Love Through the Lens of Rob Tennent

I have always pulled ideas from memories. My first encounters with love were from my parents, who I watched through the viewfinder of my father’s film camera. Every year we would go away as a family, and he would hand me the camera, teaching me which buttons to press. My parents would pose in front of a pool, arms around each other, and I would press the shutter. Looking back now, I realise that my relationship with a camera is also my relationship with love. It began in those early moments — a kind of innocence in capturing people as they were, full of affection, unaware of how permanent those frames would become.
As a child, photography felt like a kind of play. I would hang a bedsheet in the garden and ask neighbours and cousins to stand in front of it. I documented anyone willing to give me a moment of their time. Back then, I didn’t think of it as art — it was simply a way of holding onto a feeling. And, in many ways, that has never changed. For me, photography is about creating an image that tells a story. I want a photograph to feel like a memory, even if it doesn’t belong to you.
I’ve carried that philosophy with me in every project, whether in a staged studio portrait or a stolen frame between takes. The photos I make are often stylised versions of real life, but always rooted in truth. Sometimes the simplest set-up — a wall, a window, a subject bathed in late afternoon light — holds the greatest honesty.


Louie and Max
What I have learnt from shooting couples is that intimacy has to be authentic. Louie and Max, for example, stood in the half-light of a stained-glass window, idly showing each other their scars as I metered the light. I had only two frames left. One captured Max lifting his shirt to reveal the mark on his side. The other, both of them staring directly at me, but really, the image only works because they forgot about the camera, their connection more present than my lens.


Clément and Quinton
Then, there was Clément and Quinton. The former had reached out to me for a coffee before inviting me to see his hometown, Dunkerque. Together with his friend Quinton (who he had met at a casting) we drove through the countryside. I asked them to pull over by a field and they lit a cigarette, a moment that captured the nuances of their friendship.
“I want a photograph to feel like a memory, even if it doesn’t belong to you.”

Cooper and Indi

Sam and Asha
There was also Cooper and Indi, whose home, filled with patterned wallpaper, blankets and warm afternoon sun, set the stage for a simple embrace. And Sam and Asha, who I met after flying to his small hometown in Western Australia, we drove to a quarry and the couple sat on an old boat at sunset, kissing, while I stood far enough away to let the moment remain theirs.
These photographs have taught me that love is expansive — it is not only romantic, but platonic, familial, fleeting, everyday.

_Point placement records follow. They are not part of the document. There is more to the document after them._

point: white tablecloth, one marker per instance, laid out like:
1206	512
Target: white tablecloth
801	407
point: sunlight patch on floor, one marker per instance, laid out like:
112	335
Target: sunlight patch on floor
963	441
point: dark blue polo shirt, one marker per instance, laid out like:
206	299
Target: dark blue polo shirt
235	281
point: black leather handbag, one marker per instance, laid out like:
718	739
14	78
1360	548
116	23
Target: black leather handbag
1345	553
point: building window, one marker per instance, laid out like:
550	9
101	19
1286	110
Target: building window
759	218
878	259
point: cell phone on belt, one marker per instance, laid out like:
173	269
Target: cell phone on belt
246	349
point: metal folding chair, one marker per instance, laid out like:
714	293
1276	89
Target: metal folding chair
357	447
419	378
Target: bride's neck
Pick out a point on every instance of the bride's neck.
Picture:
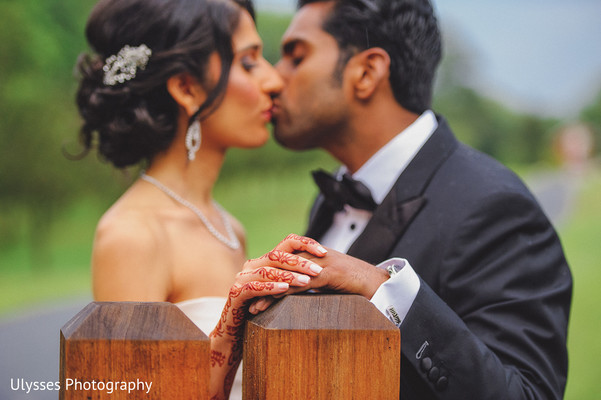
(193, 180)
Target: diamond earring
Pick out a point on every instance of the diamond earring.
(193, 139)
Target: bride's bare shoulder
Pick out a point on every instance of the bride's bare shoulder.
(128, 261)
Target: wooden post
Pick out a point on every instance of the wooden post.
(135, 351)
(321, 347)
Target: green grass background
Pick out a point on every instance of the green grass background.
(273, 204)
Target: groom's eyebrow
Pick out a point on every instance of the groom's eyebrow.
(289, 46)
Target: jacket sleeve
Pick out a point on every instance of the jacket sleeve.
(496, 328)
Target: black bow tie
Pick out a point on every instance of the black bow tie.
(337, 193)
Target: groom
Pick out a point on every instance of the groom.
(450, 245)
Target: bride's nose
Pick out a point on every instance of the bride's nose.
(272, 81)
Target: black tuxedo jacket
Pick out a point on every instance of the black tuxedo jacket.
(491, 315)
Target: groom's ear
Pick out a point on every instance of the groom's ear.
(368, 70)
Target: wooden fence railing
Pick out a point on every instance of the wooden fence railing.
(303, 347)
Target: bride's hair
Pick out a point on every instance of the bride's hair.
(132, 121)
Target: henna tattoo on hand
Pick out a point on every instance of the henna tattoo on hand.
(217, 358)
(302, 239)
(276, 275)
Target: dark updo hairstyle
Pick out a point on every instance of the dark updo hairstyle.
(133, 121)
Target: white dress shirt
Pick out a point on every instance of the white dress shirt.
(395, 296)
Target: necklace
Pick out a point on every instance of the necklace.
(231, 241)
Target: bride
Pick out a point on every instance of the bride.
(170, 86)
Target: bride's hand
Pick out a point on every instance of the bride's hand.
(282, 265)
(264, 277)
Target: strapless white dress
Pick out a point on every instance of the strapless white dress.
(205, 312)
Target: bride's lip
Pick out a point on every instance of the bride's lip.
(267, 114)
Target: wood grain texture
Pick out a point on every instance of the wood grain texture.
(321, 347)
(134, 342)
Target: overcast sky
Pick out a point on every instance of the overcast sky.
(542, 56)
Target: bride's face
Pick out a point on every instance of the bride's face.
(242, 117)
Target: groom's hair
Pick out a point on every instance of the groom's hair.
(406, 29)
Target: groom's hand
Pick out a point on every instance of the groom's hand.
(344, 274)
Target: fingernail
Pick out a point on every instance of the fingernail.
(315, 268)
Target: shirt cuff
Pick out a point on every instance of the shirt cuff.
(395, 297)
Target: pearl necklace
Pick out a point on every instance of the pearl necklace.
(231, 242)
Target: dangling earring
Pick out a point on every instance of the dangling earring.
(193, 139)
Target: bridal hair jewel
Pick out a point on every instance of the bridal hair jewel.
(123, 66)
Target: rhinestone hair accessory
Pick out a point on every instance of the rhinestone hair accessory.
(123, 66)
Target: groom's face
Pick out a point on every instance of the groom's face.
(312, 109)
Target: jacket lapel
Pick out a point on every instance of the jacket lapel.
(320, 219)
(405, 200)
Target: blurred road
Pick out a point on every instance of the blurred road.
(29, 339)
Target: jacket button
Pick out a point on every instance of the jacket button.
(426, 364)
(442, 383)
(434, 374)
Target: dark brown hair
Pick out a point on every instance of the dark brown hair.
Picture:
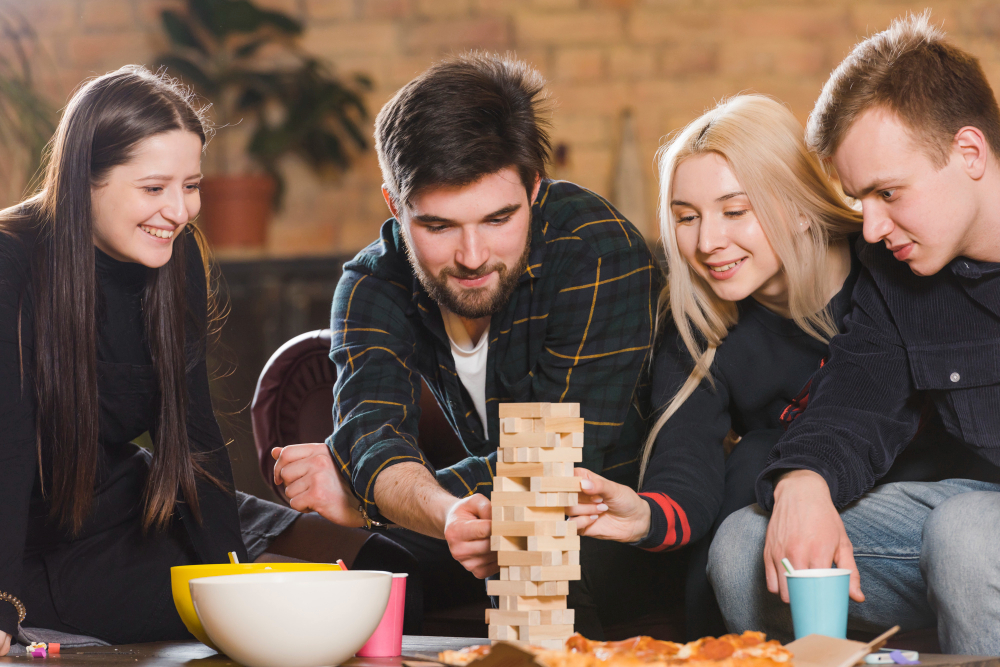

None of this can happen without trust and surrender. My role is to capture what feels true, but also to show people how I see them. My hope is always to show the beauty in everything, especially in the ordinary moments that often go undocumented.
Behind the camera, I’ve learnt that love isn’t about being completed by another person. It is not something you search for to fill a gap. Love must begin with yourself — it should overflow, and when it does, the people around you will feel it and catch it. You can sense it when someone is secure in themselves: it’s in the way they hold space, the way they move, the way they look at someone they love.
Every day, through the faces I meet and the cities I travel to, I see it again and again: in the smallest gestures, in the laughter between takes, in the trust of strangers who welcome me into their worlds. And the camera has taught me — perhaps more than anything else — that once you find it inside yourself, you start to notice it everywhere.